Степняк пожал плечами:
— А мы тут при чем?
— Тут — ни при чем. Но Рыбаш и Григорьян с самого начала заявили, что в ноль тридцать начали оперировать, а в час она умерла. Между тем в журнале приемного отделения сказано: «Доставлена в ноль сорок пять…»
— С ума сойти! — Степняк отшвырнул пустую коробку «Казбека» и полез в стол за новой. — Кто же, по-вашему, врет?
Лознякова вертела в руках карандаш.
— Вот это как раз интересует милицию. Они не объясняют почему, но для следствия важно установить точное время, когда раненую принесли к нам.
— Ну и пусть устанавливают!
— А вы считаете, что нас это не касается?
Чиркая и ломая спички, Степняк раздраженно сказал:
— В конце концов, каждый занимается своим делом.
Не отвечая, Лознякова взяла ту коробку из-под «Казбека», которую отшвырнул Илья Васильевич, и с бессмысленной старательностью принялась заштриховывать буквы названия. Оба молчали.

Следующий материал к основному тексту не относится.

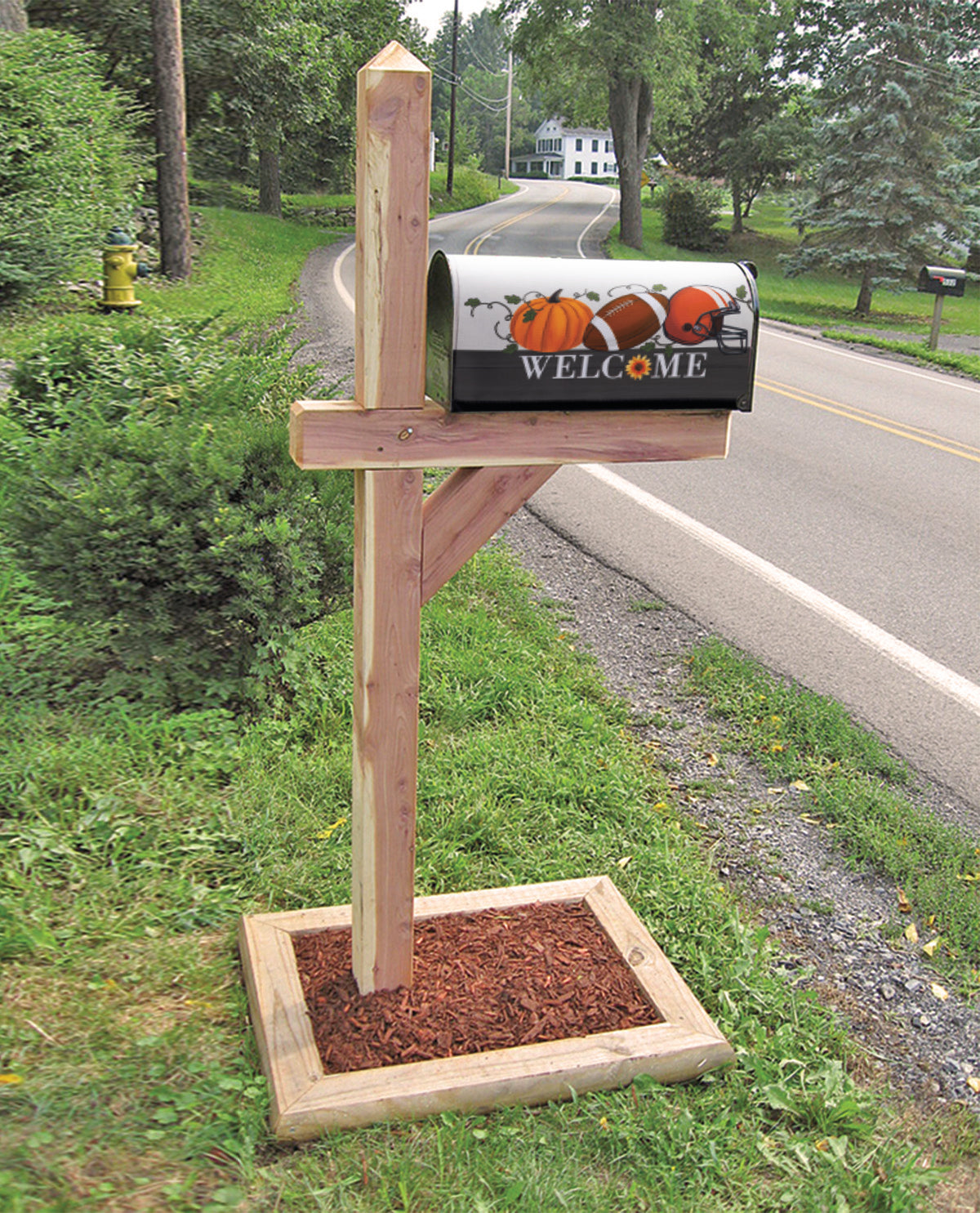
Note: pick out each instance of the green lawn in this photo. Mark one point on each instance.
(824, 300)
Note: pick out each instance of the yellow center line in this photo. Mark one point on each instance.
(949, 445)
(477, 242)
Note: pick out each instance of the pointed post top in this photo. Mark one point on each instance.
(394, 57)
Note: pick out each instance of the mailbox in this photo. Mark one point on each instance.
(549, 332)
(942, 280)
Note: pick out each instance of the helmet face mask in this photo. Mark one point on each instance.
(697, 313)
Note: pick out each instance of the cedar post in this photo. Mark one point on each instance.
(392, 257)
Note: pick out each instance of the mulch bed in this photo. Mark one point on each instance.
(485, 980)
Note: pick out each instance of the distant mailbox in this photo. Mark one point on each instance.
(542, 332)
(942, 280)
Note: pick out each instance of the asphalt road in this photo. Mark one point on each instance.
(840, 542)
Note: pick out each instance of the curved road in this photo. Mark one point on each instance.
(840, 542)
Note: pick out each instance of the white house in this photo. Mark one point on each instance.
(565, 152)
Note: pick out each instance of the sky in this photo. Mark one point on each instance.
(430, 12)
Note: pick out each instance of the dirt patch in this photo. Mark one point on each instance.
(487, 980)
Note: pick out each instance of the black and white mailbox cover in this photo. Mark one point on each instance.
(541, 332)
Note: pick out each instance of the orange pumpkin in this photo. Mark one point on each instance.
(550, 324)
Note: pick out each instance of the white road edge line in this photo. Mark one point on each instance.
(938, 676)
(947, 380)
(346, 297)
(612, 197)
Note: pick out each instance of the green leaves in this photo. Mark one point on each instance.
(68, 164)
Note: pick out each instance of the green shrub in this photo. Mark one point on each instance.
(67, 162)
(118, 367)
(692, 207)
(148, 492)
(197, 542)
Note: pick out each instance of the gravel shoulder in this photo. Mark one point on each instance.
(834, 925)
(831, 922)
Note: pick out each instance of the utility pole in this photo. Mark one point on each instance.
(172, 140)
(452, 99)
(507, 132)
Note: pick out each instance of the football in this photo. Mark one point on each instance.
(626, 322)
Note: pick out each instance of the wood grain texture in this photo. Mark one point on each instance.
(337, 433)
(307, 1103)
(290, 1059)
(392, 230)
(652, 968)
(387, 604)
(466, 510)
(392, 256)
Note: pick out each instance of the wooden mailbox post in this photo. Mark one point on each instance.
(404, 550)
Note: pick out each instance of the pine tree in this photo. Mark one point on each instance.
(888, 183)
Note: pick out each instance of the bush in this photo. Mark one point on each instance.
(148, 492)
(692, 207)
(118, 367)
(67, 160)
(197, 542)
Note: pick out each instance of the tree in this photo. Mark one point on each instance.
(68, 165)
(615, 60)
(274, 75)
(12, 16)
(172, 199)
(744, 125)
(888, 182)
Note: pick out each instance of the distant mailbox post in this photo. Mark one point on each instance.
(940, 280)
(546, 332)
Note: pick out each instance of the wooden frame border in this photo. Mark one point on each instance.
(341, 433)
(307, 1103)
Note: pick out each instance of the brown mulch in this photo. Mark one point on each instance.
(485, 980)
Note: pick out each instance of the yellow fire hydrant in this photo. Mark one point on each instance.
(119, 268)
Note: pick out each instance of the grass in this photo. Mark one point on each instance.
(857, 787)
(825, 300)
(132, 843)
(131, 840)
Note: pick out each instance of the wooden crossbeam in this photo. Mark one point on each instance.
(339, 433)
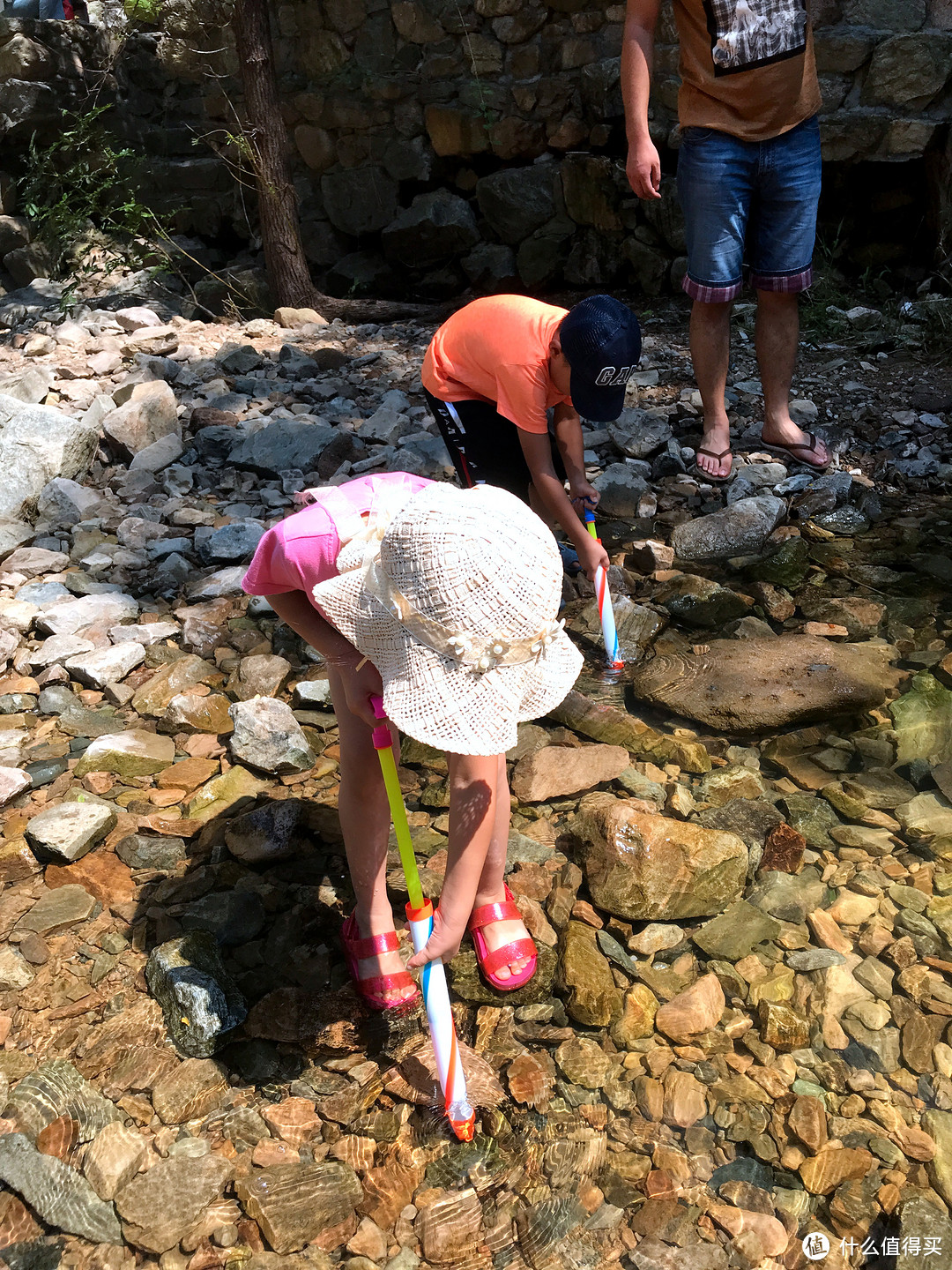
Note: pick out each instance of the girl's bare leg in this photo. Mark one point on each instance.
(365, 822)
(492, 888)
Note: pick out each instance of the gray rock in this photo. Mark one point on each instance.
(60, 1195)
(58, 909)
(312, 693)
(66, 502)
(159, 1208)
(159, 455)
(14, 231)
(881, 1047)
(490, 267)
(283, 444)
(736, 931)
(29, 302)
(267, 736)
(386, 426)
(738, 530)
(150, 415)
(435, 228)
(843, 521)
(38, 444)
(230, 915)
(16, 973)
(788, 897)
(60, 834)
(77, 615)
(886, 14)
(141, 851)
(920, 1220)
(518, 201)
(107, 664)
(814, 959)
(621, 489)
(57, 1088)
(758, 684)
(199, 1000)
(239, 360)
(270, 833)
(909, 70)
(235, 542)
(29, 385)
(56, 698)
(874, 975)
(639, 435)
(700, 601)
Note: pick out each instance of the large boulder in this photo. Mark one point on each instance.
(620, 488)
(909, 70)
(435, 228)
(758, 684)
(648, 868)
(38, 444)
(518, 201)
(150, 415)
(360, 199)
(282, 446)
(740, 528)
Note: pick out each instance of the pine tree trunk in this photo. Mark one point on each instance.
(277, 204)
(285, 258)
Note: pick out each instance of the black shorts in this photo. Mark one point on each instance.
(485, 446)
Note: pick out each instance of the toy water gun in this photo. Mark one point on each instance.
(419, 915)
(606, 614)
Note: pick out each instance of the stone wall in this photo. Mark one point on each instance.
(443, 144)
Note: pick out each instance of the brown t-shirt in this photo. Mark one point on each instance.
(747, 66)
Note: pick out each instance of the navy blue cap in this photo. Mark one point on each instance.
(602, 343)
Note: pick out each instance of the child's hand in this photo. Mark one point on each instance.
(360, 686)
(443, 943)
(583, 494)
(591, 557)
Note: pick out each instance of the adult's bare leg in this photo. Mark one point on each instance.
(777, 340)
(710, 352)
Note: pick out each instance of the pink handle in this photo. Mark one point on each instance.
(383, 738)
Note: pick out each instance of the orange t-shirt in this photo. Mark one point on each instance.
(496, 349)
(747, 66)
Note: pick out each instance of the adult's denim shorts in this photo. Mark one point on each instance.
(749, 205)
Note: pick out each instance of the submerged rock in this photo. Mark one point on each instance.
(649, 868)
(620, 728)
(56, 1192)
(555, 771)
(744, 686)
(199, 1001)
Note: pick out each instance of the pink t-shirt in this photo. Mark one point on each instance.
(303, 549)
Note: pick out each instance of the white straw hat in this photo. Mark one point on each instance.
(455, 602)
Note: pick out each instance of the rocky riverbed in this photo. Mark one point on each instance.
(735, 859)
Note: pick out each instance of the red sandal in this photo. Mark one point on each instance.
(492, 961)
(355, 949)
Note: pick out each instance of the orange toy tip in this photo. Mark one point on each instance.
(465, 1129)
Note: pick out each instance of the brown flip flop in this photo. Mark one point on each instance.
(781, 449)
(716, 481)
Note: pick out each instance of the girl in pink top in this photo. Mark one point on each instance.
(450, 596)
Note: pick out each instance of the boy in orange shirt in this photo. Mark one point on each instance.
(495, 369)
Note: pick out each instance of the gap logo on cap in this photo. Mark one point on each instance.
(608, 375)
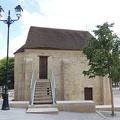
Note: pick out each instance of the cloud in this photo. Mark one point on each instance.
(66, 14)
(0, 36)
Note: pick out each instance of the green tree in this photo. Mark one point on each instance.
(10, 72)
(102, 51)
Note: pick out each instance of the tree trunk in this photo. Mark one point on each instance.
(112, 101)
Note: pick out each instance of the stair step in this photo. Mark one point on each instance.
(43, 98)
(42, 110)
(43, 106)
(43, 102)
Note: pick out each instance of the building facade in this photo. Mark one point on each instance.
(58, 50)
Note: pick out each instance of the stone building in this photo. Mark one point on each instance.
(59, 50)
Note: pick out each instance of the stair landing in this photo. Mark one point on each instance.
(42, 109)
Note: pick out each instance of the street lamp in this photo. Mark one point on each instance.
(8, 21)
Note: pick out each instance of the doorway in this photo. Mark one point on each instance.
(88, 93)
(43, 67)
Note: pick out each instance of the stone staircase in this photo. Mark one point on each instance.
(43, 93)
(43, 102)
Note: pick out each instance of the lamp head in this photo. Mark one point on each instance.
(18, 11)
(1, 11)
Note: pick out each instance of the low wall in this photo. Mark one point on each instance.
(76, 106)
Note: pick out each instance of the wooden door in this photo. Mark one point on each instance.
(43, 67)
(88, 93)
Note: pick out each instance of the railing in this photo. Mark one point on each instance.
(32, 87)
(53, 87)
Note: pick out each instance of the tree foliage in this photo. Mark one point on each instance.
(10, 72)
(103, 52)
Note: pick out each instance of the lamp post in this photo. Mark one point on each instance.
(8, 21)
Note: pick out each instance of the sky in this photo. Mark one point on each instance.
(63, 14)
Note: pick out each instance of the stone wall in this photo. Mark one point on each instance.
(67, 67)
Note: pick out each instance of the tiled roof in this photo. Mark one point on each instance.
(51, 38)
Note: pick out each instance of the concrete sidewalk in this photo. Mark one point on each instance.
(20, 114)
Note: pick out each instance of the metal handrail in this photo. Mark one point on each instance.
(53, 87)
(32, 86)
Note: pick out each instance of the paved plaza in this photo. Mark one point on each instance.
(20, 114)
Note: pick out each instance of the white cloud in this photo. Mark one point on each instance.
(68, 14)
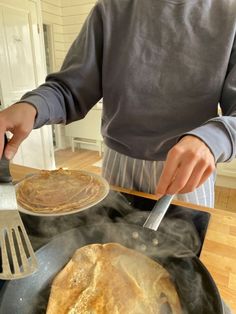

— Постойте! — спохватился Степняк. — Это ведь действительно и для нас очень важно. Если ее принесли в ноль сорок пять, а в час она умерла, то приступать к операции было поздно, и Рыбаш не мог этого не знать…
— Я верю Рыбашу! — быстро сказала Юлия Даниловна.
— Почему? — Степняк завороженно следил за ее карандашом. — Кому выгодно, чтоб операция началась раньше? Одному Рыбашу, потому что только это и оправдывало операцию… А для чего регистратору врать в журнале? Совершенно незачем.
— А почему регистратор отказалась записать фамилии рабочих, которые доставили раненую?
Буквы на коробке «Казбек» уже покрылись штриховкой и вдоль и поперек. Лознякова подняла глаза на Степняка.
— Она не отказывалась, — сказал Степняк. — Она не догадалась. Это разница.
— А вот рабочие утверждают, что отказалась.
— Разве их нашли?!
Юлия Даниловна опять опустила глаза и, повернув коробку, начала обводить на оборотной стороне кружок с фабричной маркой «Ява».